Tyler Friesen learnt all that from the Lithuanian who was exiled in 1935. “Stalin had an affair with a local girl called Lydia Pereprygina, fourteen-year-old orphan,” Lithuanian told him, “She gave birth to a son. Stalin never saw him.” Among those prisoners he met; two Germans, a Russian priest, a Eurasian migrant and a convict. Those murmurs of death, torture, rape and forced labour in the camps run by the GULAG were alarming.

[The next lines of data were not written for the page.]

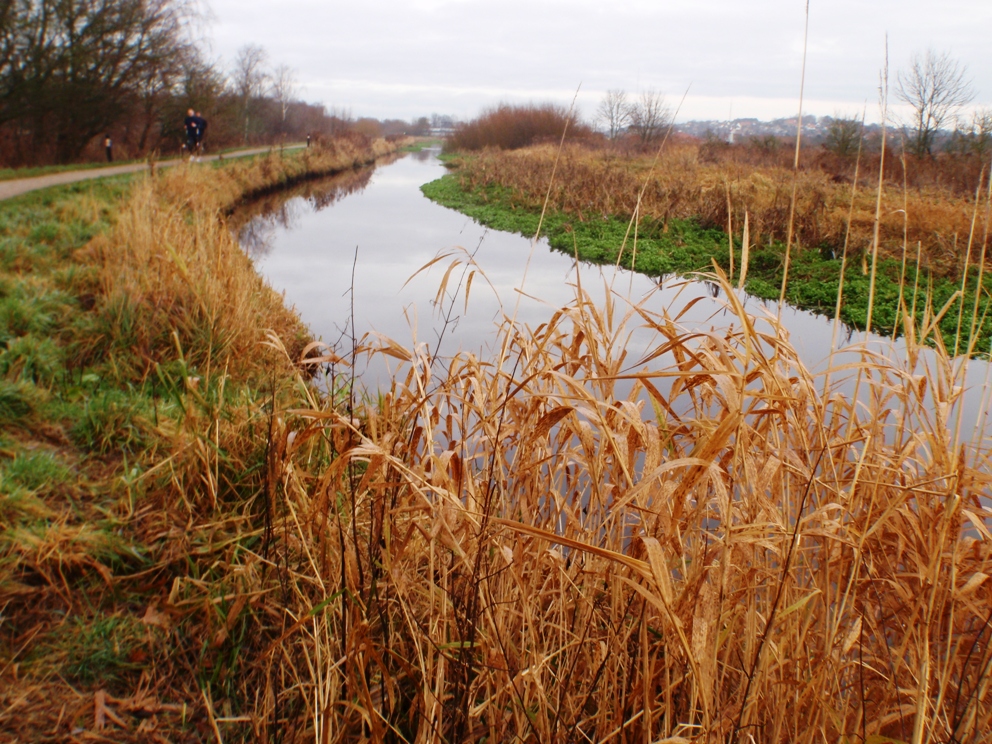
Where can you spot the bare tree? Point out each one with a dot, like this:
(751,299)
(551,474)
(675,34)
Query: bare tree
(649,116)
(249,78)
(935,87)
(614,113)
(843,136)
(284,89)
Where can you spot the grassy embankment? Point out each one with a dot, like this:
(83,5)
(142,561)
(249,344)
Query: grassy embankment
(559,544)
(135,403)
(684,208)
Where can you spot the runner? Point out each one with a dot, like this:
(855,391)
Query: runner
(201,129)
(192,133)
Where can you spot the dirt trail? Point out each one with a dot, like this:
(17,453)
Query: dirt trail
(20,186)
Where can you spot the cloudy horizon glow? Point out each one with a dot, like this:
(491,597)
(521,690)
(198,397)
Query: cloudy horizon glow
(389,59)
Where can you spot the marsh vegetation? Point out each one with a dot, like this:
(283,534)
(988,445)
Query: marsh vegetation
(562,541)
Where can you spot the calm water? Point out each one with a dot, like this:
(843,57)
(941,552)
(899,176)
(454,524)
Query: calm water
(352,247)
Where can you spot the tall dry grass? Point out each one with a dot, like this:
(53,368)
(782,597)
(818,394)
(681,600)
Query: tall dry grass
(572,545)
(578,545)
(684,184)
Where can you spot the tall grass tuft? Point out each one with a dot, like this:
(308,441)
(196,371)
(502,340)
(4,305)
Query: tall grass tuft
(582,546)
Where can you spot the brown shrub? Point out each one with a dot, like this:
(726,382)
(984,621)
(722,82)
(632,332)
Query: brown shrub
(508,127)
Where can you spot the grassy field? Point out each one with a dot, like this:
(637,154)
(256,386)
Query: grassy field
(691,215)
(135,400)
(558,543)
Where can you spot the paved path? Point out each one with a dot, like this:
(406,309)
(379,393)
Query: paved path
(20,186)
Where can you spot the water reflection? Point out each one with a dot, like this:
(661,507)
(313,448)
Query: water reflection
(258,222)
(358,272)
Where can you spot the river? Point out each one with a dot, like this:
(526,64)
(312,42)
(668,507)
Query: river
(348,253)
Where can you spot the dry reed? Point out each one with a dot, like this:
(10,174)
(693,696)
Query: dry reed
(580,546)
(685,185)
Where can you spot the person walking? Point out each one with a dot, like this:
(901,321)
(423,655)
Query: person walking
(201,129)
(192,133)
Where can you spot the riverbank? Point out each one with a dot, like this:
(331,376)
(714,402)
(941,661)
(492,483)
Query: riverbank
(683,230)
(141,361)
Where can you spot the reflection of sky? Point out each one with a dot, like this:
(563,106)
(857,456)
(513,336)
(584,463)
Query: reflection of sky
(388,231)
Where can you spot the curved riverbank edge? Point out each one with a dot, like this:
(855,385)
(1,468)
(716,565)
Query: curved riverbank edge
(143,366)
(685,248)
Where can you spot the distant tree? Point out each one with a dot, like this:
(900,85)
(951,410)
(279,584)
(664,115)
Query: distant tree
(249,79)
(73,69)
(935,87)
(284,90)
(843,135)
(421,127)
(613,113)
(650,116)
(368,126)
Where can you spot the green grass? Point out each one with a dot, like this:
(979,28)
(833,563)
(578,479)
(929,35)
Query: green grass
(684,247)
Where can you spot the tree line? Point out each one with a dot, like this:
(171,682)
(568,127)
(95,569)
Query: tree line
(75,71)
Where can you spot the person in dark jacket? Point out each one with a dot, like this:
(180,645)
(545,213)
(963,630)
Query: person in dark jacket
(192,133)
(201,129)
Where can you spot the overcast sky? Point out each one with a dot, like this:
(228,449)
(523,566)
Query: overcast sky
(738,58)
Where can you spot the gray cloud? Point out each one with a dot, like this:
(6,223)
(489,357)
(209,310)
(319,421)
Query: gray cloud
(404,59)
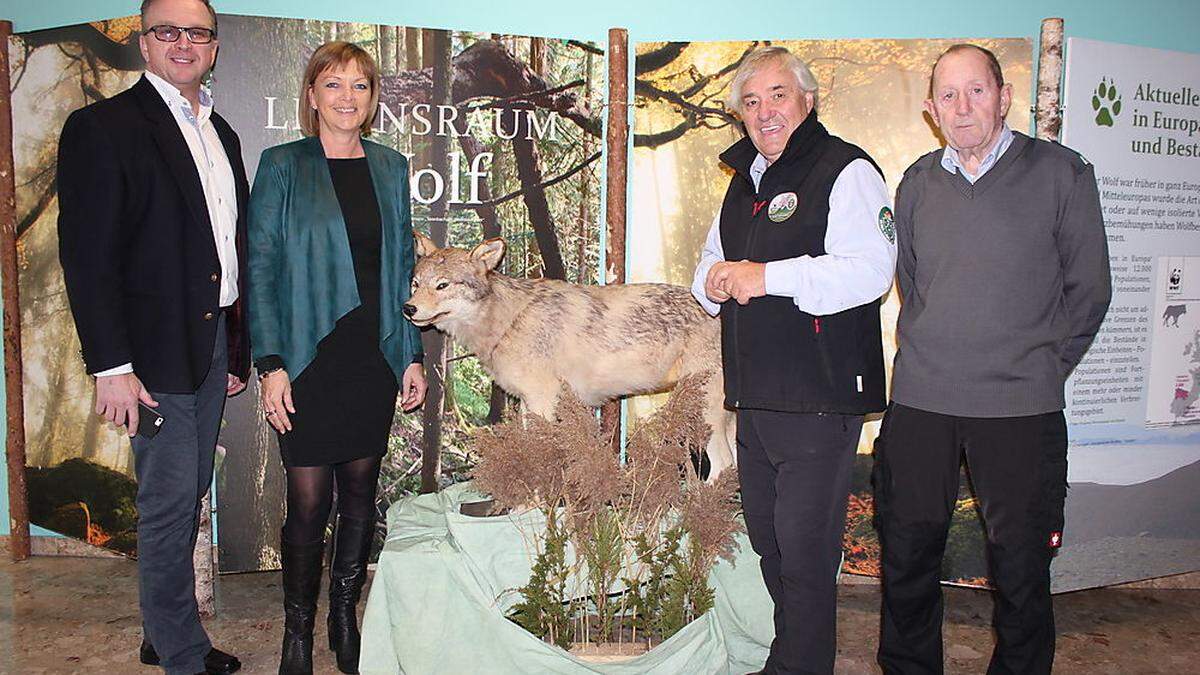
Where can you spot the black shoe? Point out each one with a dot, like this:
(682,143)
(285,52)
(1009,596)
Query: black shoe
(347,573)
(216,662)
(301,583)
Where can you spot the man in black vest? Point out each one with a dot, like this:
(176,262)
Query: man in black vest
(151,230)
(804,246)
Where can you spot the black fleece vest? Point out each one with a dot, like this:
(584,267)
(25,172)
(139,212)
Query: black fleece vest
(775,356)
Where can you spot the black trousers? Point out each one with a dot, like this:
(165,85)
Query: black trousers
(795,471)
(1018,466)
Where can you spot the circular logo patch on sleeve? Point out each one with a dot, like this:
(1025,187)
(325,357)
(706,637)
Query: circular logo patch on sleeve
(888,225)
(783,207)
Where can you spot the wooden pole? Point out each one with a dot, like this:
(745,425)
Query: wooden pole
(617,171)
(1048,113)
(15,448)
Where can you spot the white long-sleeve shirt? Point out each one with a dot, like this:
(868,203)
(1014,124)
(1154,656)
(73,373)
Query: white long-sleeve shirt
(861,250)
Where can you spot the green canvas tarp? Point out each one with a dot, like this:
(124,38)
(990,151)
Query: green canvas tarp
(445,581)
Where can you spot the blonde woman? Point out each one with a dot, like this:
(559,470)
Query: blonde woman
(330,263)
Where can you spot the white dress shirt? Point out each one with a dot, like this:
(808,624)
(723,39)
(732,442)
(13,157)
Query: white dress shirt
(953,163)
(216,180)
(859,261)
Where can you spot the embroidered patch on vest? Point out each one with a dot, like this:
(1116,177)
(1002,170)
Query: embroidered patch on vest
(887,225)
(781,207)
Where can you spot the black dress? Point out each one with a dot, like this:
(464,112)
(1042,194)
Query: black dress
(346,398)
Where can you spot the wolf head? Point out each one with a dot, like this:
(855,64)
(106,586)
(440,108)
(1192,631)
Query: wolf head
(448,284)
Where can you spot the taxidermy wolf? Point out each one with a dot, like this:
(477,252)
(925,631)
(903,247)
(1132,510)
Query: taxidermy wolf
(535,335)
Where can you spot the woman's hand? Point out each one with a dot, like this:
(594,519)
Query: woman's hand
(413,387)
(276,392)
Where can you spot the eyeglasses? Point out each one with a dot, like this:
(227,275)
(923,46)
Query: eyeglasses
(165,33)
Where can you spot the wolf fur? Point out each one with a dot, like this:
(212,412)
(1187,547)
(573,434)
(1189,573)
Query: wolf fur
(603,341)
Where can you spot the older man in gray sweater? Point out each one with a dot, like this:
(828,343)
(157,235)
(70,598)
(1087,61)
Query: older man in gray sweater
(1005,278)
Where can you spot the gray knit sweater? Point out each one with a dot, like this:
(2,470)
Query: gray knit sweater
(1005,282)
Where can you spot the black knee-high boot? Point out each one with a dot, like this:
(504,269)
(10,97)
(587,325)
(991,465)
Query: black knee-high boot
(301,583)
(347,573)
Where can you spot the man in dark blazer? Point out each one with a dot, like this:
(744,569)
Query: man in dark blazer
(151,237)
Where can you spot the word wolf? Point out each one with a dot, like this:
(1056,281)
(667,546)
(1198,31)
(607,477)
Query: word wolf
(534,335)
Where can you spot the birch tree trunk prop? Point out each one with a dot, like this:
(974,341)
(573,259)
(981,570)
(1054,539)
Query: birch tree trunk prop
(436,53)
(1048,113)
(15,401)
(615,211)
(202,560)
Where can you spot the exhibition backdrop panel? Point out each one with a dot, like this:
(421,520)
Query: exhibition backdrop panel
(870,94)
(1133,508)
(503,137)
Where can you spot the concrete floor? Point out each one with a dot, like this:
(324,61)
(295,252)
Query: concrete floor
(79,615)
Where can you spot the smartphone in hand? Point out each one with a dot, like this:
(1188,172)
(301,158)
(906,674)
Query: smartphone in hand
(149,420)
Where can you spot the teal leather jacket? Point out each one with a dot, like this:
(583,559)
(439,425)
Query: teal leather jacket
(301,275)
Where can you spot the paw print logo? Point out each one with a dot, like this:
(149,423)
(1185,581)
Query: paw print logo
(1107,102)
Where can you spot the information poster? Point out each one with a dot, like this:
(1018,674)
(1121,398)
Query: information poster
(1133,509)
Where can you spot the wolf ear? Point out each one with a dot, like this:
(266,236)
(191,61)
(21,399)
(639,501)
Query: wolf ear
(489,252)
(424,245)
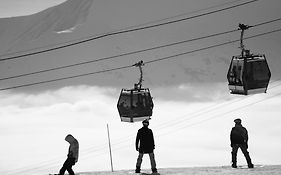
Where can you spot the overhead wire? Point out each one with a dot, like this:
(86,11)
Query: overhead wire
(126,31)
(147,62)
(126,28)
(133,52)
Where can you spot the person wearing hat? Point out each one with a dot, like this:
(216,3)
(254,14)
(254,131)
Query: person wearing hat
(239,139)
(145,145)
(72,156)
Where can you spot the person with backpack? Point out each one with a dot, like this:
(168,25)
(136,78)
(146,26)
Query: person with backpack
(72,156)
(239,139)
(145,145)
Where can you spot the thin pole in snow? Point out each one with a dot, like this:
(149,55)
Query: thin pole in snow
(109,148)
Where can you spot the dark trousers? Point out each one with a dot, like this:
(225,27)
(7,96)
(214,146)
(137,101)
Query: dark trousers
(67,166)
(244,150)
(152,160)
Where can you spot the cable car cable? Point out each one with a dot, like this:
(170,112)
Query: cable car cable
(135,26)
(148,62)
(125,31)
(131,53)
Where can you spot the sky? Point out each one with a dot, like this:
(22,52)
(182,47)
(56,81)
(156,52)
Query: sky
(193,109)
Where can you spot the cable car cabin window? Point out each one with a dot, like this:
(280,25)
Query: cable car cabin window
(135,104)
(236,71)
(258,73)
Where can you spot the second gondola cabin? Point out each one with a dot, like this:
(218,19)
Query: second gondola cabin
(135,105)
(248,74)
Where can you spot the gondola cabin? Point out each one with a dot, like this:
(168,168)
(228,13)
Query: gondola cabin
(135,104)
(248,74)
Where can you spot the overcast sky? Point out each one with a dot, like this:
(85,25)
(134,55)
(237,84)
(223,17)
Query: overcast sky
(193,112)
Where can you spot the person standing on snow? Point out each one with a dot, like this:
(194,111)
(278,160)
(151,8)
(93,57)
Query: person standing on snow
(239,139)
(145,145)
(72,156)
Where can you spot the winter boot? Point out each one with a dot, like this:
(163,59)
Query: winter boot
(137,169)
(250,165)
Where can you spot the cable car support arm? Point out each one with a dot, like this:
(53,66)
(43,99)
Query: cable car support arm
(243,27)
(139,84)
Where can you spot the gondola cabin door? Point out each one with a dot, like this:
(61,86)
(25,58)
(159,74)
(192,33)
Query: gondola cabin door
(135,104)
(248,73)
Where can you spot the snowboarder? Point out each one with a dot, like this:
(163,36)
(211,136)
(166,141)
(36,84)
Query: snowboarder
(145,145)
(239,139)
(72,156)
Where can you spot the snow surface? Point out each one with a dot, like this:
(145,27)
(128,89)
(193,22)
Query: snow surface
(223,170)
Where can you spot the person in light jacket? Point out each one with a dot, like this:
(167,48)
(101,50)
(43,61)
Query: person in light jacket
(72,156)
(239,139)
(145,145)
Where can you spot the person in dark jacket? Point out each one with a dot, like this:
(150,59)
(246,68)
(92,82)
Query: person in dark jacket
(239,139)
(145,145)
(72,156)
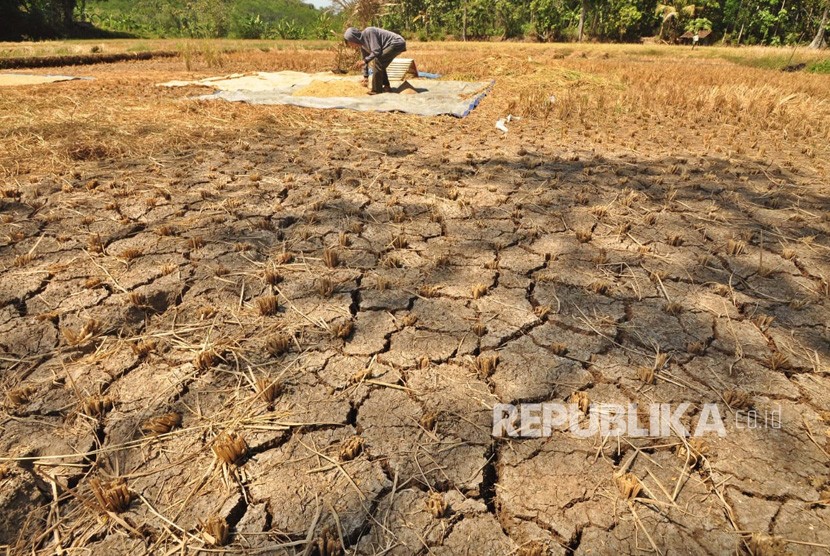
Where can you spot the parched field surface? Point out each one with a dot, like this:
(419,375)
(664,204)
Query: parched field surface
(278,330)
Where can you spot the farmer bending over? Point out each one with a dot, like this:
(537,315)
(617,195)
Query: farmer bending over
(378,46)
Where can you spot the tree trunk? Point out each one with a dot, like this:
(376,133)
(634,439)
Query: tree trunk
(68,9)
(582,19)
(819,42)
(464,24)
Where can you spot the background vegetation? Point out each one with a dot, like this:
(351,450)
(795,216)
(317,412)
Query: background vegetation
(768,22)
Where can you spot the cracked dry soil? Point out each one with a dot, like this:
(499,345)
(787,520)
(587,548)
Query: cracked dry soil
(280,331)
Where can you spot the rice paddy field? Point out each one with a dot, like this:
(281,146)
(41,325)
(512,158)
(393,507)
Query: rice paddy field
(243,329)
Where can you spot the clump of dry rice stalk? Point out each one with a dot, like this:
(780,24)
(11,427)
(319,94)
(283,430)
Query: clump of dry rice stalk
(96,406)
(268,389)
(325,287)
(485,364)
(267,305)
(19,396)
(278,344)
(436,505)
(113,496)
(582,401)
(478,290)
(87,332)
(628,485)
(694,451)
(215,530)
(206,359)
(230,449)
(343,330)
(351,448)
(331,258)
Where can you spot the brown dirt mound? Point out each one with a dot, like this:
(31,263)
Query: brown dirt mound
(332,89)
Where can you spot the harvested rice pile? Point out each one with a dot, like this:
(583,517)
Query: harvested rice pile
(332,89)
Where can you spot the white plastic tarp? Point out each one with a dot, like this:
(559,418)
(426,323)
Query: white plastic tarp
(433,97)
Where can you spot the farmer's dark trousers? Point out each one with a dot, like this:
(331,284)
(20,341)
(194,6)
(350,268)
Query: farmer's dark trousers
(380,81)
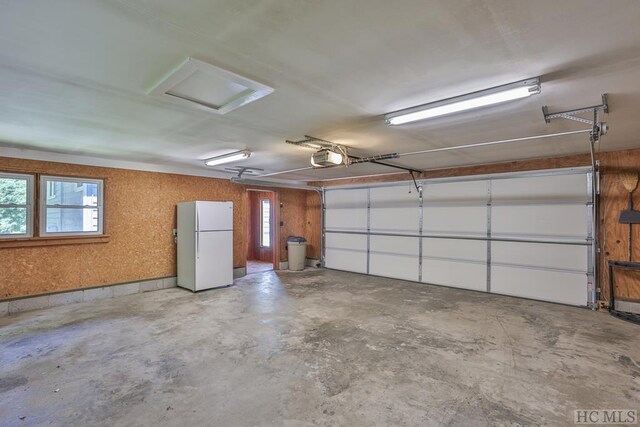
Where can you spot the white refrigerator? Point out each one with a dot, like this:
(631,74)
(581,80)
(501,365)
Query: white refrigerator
(205,245)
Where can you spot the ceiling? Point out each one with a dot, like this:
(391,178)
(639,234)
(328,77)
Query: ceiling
(74,77)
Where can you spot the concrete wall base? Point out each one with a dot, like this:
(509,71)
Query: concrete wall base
(62,298)
(628,306)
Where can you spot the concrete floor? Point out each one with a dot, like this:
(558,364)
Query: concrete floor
(314,348)
(255,266)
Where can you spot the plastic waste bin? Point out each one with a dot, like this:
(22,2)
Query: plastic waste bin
(297,248)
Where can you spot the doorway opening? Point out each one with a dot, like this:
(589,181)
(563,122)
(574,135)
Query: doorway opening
(261,242)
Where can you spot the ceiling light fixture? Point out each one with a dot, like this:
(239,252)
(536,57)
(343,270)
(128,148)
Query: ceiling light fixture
(227,158)
(483,98)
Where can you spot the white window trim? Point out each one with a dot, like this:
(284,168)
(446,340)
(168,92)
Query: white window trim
(44,179)
(29,205)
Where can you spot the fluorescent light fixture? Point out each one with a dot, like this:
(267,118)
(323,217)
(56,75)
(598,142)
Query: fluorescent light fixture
(227,158)
(483,98)
(324,158)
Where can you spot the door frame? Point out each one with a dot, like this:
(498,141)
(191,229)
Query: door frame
(275,221)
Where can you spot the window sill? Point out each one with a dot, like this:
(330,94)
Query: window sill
(32,242)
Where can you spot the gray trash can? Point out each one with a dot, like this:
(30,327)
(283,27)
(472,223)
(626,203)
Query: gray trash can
(297,248)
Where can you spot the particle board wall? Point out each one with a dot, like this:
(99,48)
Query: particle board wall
(613,199)
(140,214)
(614,237)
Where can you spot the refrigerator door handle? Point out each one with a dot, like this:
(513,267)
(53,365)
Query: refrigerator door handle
(197,233)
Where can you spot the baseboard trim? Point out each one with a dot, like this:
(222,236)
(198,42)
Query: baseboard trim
(239,272)
(20,305)
(628,306)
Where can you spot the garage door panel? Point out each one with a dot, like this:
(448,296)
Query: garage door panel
(396,257)
(394,209)
(554,221)
(455,220)
(564,188)
(346,252)
(455,249)
(546,285)
(456,274)
(346,210)
(459,219)
(567,257)
(473,192)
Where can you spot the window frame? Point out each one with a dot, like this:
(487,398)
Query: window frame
(43,205)
(29,206)
(269,243)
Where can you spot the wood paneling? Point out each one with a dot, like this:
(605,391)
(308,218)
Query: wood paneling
(312,225)
(140,214)
(614,237)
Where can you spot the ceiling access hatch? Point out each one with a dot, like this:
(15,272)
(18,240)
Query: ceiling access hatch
(205,86)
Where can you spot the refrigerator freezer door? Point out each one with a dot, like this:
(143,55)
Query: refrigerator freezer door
(214,259)
(214,216)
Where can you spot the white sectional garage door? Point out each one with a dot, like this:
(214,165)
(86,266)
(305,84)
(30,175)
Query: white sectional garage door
(524,234)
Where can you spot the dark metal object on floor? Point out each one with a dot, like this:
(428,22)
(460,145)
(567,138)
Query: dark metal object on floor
(625,265)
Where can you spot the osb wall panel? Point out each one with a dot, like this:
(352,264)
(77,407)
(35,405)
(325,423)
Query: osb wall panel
(313,225)
(613,236)
(140,214)
(293,216)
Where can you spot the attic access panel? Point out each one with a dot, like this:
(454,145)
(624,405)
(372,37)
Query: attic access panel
(205,86)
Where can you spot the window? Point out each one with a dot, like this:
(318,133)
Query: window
(16,205)
(265,223)
(73,206)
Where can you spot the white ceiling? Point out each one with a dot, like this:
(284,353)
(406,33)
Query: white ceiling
(74,77)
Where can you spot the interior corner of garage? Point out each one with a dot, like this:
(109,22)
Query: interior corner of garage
(345,213)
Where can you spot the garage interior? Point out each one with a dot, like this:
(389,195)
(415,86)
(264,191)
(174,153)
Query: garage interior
(462,177)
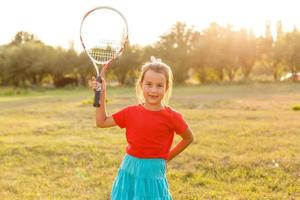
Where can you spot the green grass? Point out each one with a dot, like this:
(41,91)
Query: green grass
(246,146)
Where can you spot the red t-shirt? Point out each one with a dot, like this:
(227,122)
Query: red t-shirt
(149,133)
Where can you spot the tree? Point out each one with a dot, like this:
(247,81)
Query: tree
(174,49)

Between the leaves of a notebook left in a small pile of books on the table, he discovered a photograph of a little girl wearing pigtails and clear eyes. On the back of the photograph, it was written ‘Ariadna Sergeevna Efron - 1926’ in black ink. Tyler wondered having his breakfast by the table draped with a piece of shiny red silk on the linoleum floor.
That bowl of hot soup gave him strength in the cool morning in midsummer to begin his life in the harsh nature of taiga on the mouth of the Tunguska River while exiled to a village dissolved from the map. It took three days to chase the wild Yenisei to the clay-cut shores, grey wooden huts, stunted fir trees and an endless spillage of water – its horrors and beauty of its own kind. There was no horizon to define sky and earth in this infinite abyss of bitterness – having drunk it so early.
The indigenous folks and their attitudes could not be invented. There wasn’t a door he knocked he was not refused. He fell on his knees realising that death was on his shoulder. Peasants lived an ordinary life and the women who drowned in vodka, wearing little red skirts and cotton panties, swear in drunken voices.
Following day, a man came and took Tyler to the MVD bureau. This Lithuanian was summoned. He wore a leather overcoat and a hoodie, glanced once and took his eyes away until he was called to help as an interpreter. He dropped his hoodie and joined. Long grizzly hair and a strong moustache, eyes brown, around seventy years of age. Tyler Friesen was offered a job at the primary school to teach English and Arithmetic. He would earn 50 rubles a week and it was a good start. That would buy him bread and wood to keep himself warm. That was how he came to know this Lithuanian, Jõnas Katinas.
Five days a week, Tyler attended the school and soon he discovered those kids able to read the alphabets in English and the numerals to a great extent. Tyler who never taught a class tried his own tactics. He wrote, ‘pen’, ‘den’, ‘hen’, ‘ten’, ‘men’ on the blackboard. When he read out the first word, his pupils could read the rest picking the phonetics and the sound of the consonants. He wrote, ‘ball’, ‘call’, ‘wall’, ‘fall’, ‘hall’ – it worked. Next, he taught how to write on single-ruled books. Tyler wrote the first line on every book and dotted the letters to begin the next line. The kids were able to fill the dots and complete the exercise on their own. They were too clever to grasp the operational methods of addition and subtraction.
One day he thought to teach something else and scribbled on the blackboard 1 to 10. He began to read in Deutsch of little he knew.
“Eins, Zwei, Drei, Vier, Fünf, Sechs, Sieben, Acht, Neun, Zehn…”
They laughed. They were enchanted and the kids asked him to do it again.